Wegen der schwächelnden Autokonjunktur hatte der Konzern bereits Anfang August angekündigt, in mehreren deutschen Werken sowie im US-Werk Tuscaloosa Schichten oder immer wieder einzelne Produktionstage zu streichen.

Der Konzernvertriebschef von Volkswagen , Detlef Wittig, sagte "auto motor und sport", der Zeitraum bis ins Jahr 2010 werde "herausfordernd" sein. VW rechne aber weiterhin damit, dass der Absatz im laufenden Jahr über dem Vorjahr liegen werde, wenn auch nur in einem moderaten einstelligen Prozentbereich.

2009 wolle der VW-Konzern den Absatz des Jahres 2008 halten.
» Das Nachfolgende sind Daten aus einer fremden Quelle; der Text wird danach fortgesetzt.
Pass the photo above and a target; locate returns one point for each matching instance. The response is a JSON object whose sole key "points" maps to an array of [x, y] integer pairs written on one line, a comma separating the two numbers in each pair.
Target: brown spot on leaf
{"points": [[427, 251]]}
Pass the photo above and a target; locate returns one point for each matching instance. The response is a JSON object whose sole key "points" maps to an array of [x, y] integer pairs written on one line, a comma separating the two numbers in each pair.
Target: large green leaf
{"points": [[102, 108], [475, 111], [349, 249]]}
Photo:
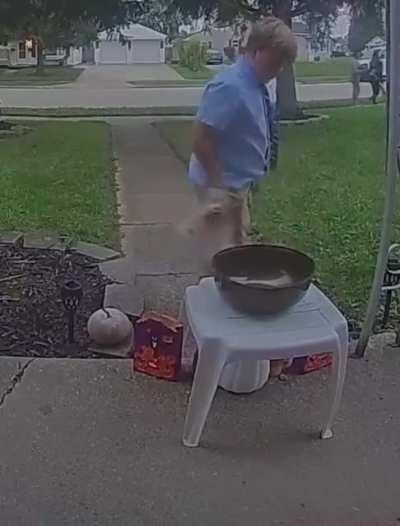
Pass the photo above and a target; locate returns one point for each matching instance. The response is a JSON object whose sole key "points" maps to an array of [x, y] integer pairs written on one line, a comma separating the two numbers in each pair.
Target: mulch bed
{"points": [[32, 316]]}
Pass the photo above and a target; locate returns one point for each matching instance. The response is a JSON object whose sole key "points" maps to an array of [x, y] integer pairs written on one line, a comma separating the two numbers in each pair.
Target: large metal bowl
{"points": [[262, 279]]}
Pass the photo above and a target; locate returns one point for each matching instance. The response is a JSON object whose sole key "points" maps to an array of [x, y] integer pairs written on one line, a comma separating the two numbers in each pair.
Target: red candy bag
{"points": [[158, 346]]}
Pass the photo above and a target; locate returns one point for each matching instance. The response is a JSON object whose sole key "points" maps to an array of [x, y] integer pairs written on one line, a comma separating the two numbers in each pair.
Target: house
{"points": [[228, 37], [303, 39], [23, 53], [134, 44], [19, 53]]}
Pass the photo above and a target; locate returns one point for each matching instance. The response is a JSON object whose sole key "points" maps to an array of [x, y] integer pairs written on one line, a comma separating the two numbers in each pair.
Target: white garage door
{"points": [[146, 52], [112, 53]]}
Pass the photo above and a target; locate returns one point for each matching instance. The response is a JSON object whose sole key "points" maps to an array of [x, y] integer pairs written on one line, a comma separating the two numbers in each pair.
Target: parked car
{"points": [[365, 60], [214, 57]]}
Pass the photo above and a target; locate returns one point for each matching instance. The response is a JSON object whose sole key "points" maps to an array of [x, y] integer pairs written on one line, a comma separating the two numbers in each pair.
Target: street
{"points": [[83, 96]]}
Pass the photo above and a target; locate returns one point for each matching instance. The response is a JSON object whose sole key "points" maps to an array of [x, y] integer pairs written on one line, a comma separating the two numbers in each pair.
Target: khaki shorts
{"points": [[231, 228]]}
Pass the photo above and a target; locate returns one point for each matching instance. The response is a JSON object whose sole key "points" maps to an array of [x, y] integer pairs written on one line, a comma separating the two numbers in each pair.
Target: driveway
{"points": [[116, 77]]}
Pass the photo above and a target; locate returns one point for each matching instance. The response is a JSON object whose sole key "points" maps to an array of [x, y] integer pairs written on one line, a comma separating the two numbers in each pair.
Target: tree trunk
{"points": [[67, 54], [287, 95], [40, 58]]}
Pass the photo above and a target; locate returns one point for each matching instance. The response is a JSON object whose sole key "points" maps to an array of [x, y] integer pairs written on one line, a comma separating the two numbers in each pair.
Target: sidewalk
{"points": [[87, 443], [155, 197]]}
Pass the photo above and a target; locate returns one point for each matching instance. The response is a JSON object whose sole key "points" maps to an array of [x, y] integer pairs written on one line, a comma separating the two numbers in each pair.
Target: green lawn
{"points": [[326, 198], [202, 74], [58, 179], [335, 69], [48, 75]]}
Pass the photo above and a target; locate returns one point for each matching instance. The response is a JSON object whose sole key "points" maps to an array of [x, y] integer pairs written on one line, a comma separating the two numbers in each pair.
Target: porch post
{"points": [[392, 168]]}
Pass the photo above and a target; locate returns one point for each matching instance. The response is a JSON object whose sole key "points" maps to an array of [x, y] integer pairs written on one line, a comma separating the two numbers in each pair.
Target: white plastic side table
{"points": [[224, 336]]}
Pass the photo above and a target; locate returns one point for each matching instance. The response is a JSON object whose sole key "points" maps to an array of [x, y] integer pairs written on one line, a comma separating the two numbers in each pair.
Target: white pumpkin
{"points": [[109, 327]]}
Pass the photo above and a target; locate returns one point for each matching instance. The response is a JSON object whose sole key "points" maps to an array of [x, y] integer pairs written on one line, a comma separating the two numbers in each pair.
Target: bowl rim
{"points": [[296, 285]]}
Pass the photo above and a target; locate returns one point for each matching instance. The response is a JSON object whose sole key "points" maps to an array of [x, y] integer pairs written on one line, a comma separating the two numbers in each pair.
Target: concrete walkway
{"points": [[154, 198], [84, 443]]}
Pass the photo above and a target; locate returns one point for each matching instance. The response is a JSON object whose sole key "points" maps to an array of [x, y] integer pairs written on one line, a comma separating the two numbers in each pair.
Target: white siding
{"points": [[146, 52], [16, 60], [132, 52], [111, 52]]}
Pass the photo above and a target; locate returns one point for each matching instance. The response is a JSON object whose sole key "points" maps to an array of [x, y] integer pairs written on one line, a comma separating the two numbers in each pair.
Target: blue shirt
{"points": [[235, 104]]}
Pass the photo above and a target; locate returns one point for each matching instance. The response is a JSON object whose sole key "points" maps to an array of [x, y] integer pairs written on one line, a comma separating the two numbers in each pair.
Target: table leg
{"points": [[208, 372], [339, 373]]}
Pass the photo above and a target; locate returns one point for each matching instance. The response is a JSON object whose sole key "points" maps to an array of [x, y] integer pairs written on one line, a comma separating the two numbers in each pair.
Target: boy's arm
{"points": [[217, 110], [205, 148]]}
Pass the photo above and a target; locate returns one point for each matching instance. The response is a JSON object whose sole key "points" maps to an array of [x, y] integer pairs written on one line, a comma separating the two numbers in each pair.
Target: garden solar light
{"points": [[71, 295]]}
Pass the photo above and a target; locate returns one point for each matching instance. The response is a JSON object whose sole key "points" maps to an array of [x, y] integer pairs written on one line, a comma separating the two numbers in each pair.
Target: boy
{"points": [[234, 130]]}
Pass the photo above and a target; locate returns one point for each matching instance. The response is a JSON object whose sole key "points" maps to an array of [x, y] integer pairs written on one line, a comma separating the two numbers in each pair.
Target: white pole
{"points": [[392, 169]]}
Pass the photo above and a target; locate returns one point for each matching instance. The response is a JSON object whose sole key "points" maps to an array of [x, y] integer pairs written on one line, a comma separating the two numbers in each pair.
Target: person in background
{"points": [[355, 78], [376, 75]]}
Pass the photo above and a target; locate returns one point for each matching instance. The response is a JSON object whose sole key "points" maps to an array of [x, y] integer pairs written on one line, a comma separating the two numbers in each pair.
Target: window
{"points": [[22, 50]]}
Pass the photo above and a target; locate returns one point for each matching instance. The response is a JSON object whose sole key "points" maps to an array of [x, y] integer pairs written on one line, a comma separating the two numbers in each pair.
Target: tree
{"points": [[54, 23], [286, 10]]}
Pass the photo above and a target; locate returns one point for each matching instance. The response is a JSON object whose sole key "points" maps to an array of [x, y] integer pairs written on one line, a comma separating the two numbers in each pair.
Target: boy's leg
{"points": [[240, 216]]}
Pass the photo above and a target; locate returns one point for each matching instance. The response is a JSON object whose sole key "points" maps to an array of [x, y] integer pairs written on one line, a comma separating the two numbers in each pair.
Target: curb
{"points": [[156, 111]]}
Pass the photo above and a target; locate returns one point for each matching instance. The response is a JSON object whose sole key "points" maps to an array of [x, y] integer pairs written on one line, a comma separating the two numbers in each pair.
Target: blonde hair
{"points": [[273, 33]]}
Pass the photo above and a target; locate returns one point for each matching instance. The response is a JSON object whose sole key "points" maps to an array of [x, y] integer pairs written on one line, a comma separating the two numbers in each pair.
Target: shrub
{"points": [[193, 55]]}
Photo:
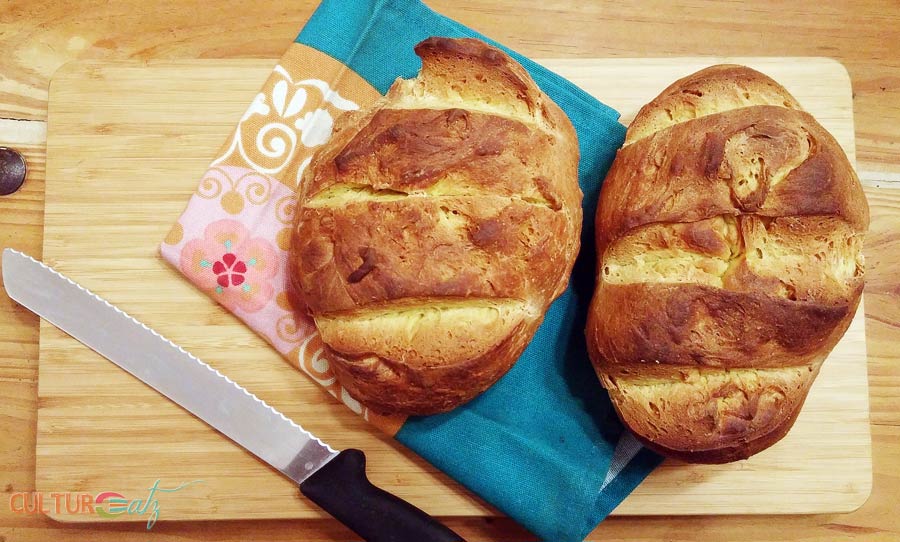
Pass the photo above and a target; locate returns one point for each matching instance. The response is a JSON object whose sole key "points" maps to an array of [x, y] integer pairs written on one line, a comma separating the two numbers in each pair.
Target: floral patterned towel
{"points": [[543, 444]]}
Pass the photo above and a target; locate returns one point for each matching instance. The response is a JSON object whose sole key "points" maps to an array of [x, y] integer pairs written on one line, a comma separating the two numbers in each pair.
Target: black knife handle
{"points": [[342, 489]]}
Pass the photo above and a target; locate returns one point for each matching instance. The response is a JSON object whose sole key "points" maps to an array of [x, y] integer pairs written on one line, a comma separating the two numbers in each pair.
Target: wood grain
{"points": [[38, 37], [119, 175]]}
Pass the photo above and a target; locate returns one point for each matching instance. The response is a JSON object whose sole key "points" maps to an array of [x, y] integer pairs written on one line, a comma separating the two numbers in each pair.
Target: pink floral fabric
{"points": [[232, 241], [232, 267]]}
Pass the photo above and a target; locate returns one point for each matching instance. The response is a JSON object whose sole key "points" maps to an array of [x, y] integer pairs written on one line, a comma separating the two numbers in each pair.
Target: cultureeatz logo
{"points": [[106, 504]]}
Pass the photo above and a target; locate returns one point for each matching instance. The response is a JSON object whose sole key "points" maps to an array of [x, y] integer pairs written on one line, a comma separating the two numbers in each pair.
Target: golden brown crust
{"points": [[729, 236], [433, 230]]}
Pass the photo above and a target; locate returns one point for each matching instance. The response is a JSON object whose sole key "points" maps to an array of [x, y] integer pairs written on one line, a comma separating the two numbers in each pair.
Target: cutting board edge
{"points": [[73, 67]]}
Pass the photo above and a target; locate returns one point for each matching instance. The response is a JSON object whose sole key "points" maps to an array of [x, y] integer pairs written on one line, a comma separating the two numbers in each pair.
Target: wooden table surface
{"points": [[36, 38]]}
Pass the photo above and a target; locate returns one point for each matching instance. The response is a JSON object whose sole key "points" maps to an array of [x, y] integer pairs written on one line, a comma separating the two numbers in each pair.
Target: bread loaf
{"points": [[729, 236], [434, 229]]}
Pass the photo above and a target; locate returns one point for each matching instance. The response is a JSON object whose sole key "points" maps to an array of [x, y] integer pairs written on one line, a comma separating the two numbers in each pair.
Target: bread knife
{"points": [[336, 481]]}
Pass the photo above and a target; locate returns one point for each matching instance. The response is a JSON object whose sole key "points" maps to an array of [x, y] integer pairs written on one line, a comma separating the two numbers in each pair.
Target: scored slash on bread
{"points": [[434, 229], [729, 237]]}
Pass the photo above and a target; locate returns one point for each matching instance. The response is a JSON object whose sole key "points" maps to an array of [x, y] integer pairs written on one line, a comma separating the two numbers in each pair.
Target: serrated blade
{"points": [[166, 367]]}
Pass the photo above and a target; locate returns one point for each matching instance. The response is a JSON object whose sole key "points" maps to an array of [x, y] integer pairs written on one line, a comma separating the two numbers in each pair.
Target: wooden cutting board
{"points": [[127, 143]]}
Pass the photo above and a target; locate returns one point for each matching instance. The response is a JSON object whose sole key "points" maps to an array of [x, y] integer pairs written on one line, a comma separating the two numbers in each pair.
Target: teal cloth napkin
{"points": [[543, 444]]}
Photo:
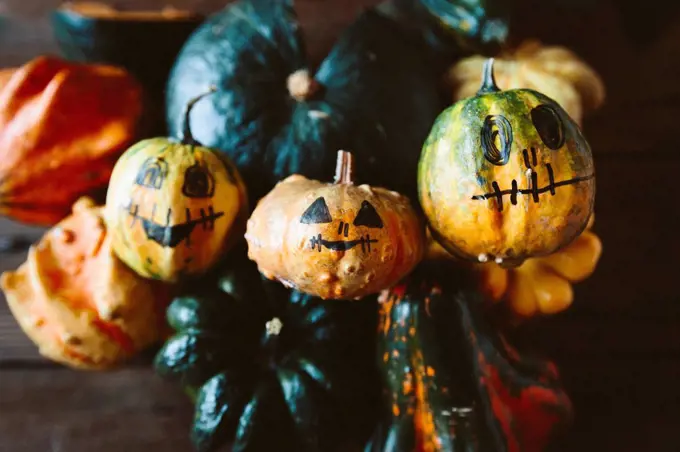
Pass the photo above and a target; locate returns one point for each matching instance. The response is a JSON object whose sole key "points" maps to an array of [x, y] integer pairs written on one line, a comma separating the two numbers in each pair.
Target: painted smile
{"points": [[171, 236], [342, 245], [534, 190]]}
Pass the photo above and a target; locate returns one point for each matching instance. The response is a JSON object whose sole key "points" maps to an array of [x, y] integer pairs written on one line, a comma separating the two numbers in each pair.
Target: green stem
{"points": [[488, 80], [187, 136]]}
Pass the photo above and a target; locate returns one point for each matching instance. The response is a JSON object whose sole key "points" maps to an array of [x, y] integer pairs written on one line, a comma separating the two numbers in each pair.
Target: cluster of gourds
{"points": [[271, 279]]}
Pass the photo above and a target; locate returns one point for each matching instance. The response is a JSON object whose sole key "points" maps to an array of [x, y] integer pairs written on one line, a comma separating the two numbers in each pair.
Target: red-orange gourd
{"points": [[81, 305], [62, 127], [338, 241]]}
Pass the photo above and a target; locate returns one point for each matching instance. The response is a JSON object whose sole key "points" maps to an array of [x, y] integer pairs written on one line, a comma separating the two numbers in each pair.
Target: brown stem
{"points": [[301, 85], [344, 170]]}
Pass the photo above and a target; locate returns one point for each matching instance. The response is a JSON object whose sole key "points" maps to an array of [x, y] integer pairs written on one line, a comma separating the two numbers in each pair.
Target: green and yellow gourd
{"points": [[505, 175], [174, 207]]}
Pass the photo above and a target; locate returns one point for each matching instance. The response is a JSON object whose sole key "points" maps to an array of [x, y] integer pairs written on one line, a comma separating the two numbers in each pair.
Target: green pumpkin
{"points": [[451, 381], [271, 369], [376, 94], [506, 175], [173, 208]]}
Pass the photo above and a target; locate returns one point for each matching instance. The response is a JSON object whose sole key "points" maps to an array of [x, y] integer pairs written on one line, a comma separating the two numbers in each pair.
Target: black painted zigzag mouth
{"points": [[533, 190], [342, 245], [171, 236]]}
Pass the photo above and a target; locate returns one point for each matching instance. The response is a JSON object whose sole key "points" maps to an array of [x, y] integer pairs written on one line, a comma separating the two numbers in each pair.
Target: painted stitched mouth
{"points": [[342, 245], [533, 189], [170, 236]]}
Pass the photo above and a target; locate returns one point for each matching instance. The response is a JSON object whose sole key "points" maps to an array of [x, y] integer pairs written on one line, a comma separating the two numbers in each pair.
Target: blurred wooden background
{"points": [[618, 347]]}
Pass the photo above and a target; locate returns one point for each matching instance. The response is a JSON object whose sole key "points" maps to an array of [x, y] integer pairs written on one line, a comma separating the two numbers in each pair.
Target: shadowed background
{"points": [[618, 347]]}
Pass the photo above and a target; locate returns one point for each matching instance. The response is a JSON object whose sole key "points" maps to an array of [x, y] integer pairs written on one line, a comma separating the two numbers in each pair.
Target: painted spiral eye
{"points": [[496, 139], [549, 126]]}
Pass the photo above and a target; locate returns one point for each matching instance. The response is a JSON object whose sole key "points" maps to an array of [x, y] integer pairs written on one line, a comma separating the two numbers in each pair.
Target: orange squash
{"points": [[62, 127], [79, 303], [542, 285], [337, 241]]}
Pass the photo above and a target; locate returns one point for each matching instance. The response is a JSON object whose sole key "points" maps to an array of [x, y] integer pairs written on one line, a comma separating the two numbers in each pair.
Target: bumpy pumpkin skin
{"points": [[171, 208], [337, 241], [493, 188], [78, 302]]}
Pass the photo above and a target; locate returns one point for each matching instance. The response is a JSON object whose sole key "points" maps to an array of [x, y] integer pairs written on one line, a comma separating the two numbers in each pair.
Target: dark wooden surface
{"points": [[618, 347]]}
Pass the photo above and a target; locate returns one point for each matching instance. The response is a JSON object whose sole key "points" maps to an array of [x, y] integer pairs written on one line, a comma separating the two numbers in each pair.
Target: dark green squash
{"points": [[271, 369], [452, 383], [375, 94]]}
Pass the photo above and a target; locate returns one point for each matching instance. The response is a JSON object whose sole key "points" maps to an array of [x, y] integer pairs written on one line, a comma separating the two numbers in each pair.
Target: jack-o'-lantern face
{"points": [[171, 208], [339, 239], [334, 240], [506, 175]]}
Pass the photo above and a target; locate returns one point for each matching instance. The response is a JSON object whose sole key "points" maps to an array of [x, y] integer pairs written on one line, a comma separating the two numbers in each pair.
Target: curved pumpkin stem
{"points": [[301, 85], [344, 170], [488, 79], [187, 136]]}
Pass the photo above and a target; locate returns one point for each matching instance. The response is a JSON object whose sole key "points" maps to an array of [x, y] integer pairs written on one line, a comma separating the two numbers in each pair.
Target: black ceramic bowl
{"points": [[145, 43]]}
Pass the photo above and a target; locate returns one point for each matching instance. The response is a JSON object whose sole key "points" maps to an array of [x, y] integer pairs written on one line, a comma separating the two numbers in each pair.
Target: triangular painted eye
{"points": [[317, 213], [368, 216]]}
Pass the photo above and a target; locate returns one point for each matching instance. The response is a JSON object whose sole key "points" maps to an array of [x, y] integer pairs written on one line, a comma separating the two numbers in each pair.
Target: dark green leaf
{"points": [[192, 357], [205, 309], [266, 423], [308, 405], [219, 405]]}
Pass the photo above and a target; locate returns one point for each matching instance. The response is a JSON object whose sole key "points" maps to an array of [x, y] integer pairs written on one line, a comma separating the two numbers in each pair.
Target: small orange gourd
{"points": [[77, 302], [335, 241], [542, 285]]}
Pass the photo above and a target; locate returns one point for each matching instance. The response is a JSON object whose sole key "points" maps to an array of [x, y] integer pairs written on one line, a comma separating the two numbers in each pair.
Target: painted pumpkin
{"points": [[173, 207], [451, 380], [506, 175], [62, 127], [542, 285], [269, 371], [554, 71], [337, 240], [78, 303], [376, 93]]}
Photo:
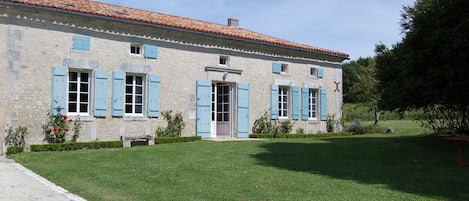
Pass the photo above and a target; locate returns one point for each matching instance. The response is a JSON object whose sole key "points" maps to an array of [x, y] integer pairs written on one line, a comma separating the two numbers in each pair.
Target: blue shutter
{"points": [[304, 104], [100, 93], [59, 90], [150, 51], [295, 103], [273, 101], [203, 104], [276, 68], [118, 79], [81, 43], [153, 95], [320, 73], [323, 105], [243, 110]]}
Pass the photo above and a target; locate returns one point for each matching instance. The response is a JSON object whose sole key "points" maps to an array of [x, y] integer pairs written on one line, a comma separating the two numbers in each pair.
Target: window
{"points": [[136, 49], [78, 92], [283, 102], [284, 68], [313, 72], [223, 103], [134, 89], [312, 103], [224, 61]]}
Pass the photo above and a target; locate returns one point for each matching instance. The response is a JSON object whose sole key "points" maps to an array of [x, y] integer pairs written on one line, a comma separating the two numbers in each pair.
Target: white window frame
{"points": [[283, 102], [78, 101], [313, 104], [133, 95], [284, 68], [137, 46], [224, 58]]}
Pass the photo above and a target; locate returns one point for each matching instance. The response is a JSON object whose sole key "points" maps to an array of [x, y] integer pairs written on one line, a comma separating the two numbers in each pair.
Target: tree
{"points": [[364, 88], [429, 69]]}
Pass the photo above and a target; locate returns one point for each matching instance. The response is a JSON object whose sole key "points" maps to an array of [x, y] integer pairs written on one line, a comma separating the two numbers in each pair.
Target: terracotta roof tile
{"points": [[131, 14]]}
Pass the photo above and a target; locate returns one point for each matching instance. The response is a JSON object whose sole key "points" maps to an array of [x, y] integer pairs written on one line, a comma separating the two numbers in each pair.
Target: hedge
{"points": [[164, 140], [300, 135], [14, 150], [76, 146]]}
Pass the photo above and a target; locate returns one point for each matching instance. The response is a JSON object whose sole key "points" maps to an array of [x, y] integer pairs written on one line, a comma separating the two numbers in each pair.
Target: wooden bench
{"points": [[138, 140], [460, 141]]}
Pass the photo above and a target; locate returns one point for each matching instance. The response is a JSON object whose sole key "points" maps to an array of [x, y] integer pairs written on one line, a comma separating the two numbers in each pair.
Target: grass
{"points": [[401, 166]]}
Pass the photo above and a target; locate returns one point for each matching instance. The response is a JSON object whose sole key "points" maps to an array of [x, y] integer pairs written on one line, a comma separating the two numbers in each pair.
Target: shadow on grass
{"points": [[421, 165]]}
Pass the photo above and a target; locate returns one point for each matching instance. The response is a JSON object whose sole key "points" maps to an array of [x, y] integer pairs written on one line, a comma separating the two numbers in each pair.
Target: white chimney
{"points": [[233, 22]]}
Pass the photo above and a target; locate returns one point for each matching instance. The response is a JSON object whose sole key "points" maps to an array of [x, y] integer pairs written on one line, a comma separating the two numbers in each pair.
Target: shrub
{"points": [[285, 135], [76, 146], [164, 140], [57, 126], [14, 150], [175, 125], [16, 137], [366, 129], [263, 124]]}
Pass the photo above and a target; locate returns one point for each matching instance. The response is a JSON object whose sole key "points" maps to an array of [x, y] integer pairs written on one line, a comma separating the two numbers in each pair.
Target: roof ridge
{"points": [[179, 22]]}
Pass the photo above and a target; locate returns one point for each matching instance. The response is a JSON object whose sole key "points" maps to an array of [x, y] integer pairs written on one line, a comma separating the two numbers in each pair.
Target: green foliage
{"points": [[164, 140], [429, 71], [300, 131], [286, 135], [175, 125], [331, 123], [76, 146], [359, 130], [14, 150], [265, 125], [16, 137], [57, 127]]}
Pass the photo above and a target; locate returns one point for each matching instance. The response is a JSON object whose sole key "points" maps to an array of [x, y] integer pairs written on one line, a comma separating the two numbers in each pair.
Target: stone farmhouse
{"points": [[119, 68]]}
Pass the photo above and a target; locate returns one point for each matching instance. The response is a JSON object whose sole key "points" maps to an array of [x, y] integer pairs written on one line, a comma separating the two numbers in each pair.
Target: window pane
{"points": [[128, 99], [72, 87], [128, 108], [138, 109], [128, 79], [83, 107], [73, 76], [84, 77], [72, 97], [139, 80], [84, 97], [139, 90], [84, 87], [128, 89], [72, 107], [138, 99]]}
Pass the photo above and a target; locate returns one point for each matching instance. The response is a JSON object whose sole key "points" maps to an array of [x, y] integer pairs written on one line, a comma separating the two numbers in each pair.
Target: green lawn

Wittig sagte zudem, VW plane keine großen Produktionskürzungen. "Wir profitieren glücklicherweise noch von langen Lieferzeiten und werden diese nun verkürzen können."

Der Autoexperte Ferdinand Dudenhöffer von der Universität Duisburg-Essen sagte dem Bremer "Weser-Kurier", die Krise werde ihre Spuren bei den Arbeitsplätzen in der deutschen Autoindustrie hinterlassen. "Bei Herstellern und Zulieferern werden viele ihren Arbeitsplatz verlieren." Die Autokrise werde vom Kleinwagenhersteller bis zu Porsche oder Ferrari alle erfassen, denn "wir geraten in die größte Krise seit der ersten Ölkrise 1973".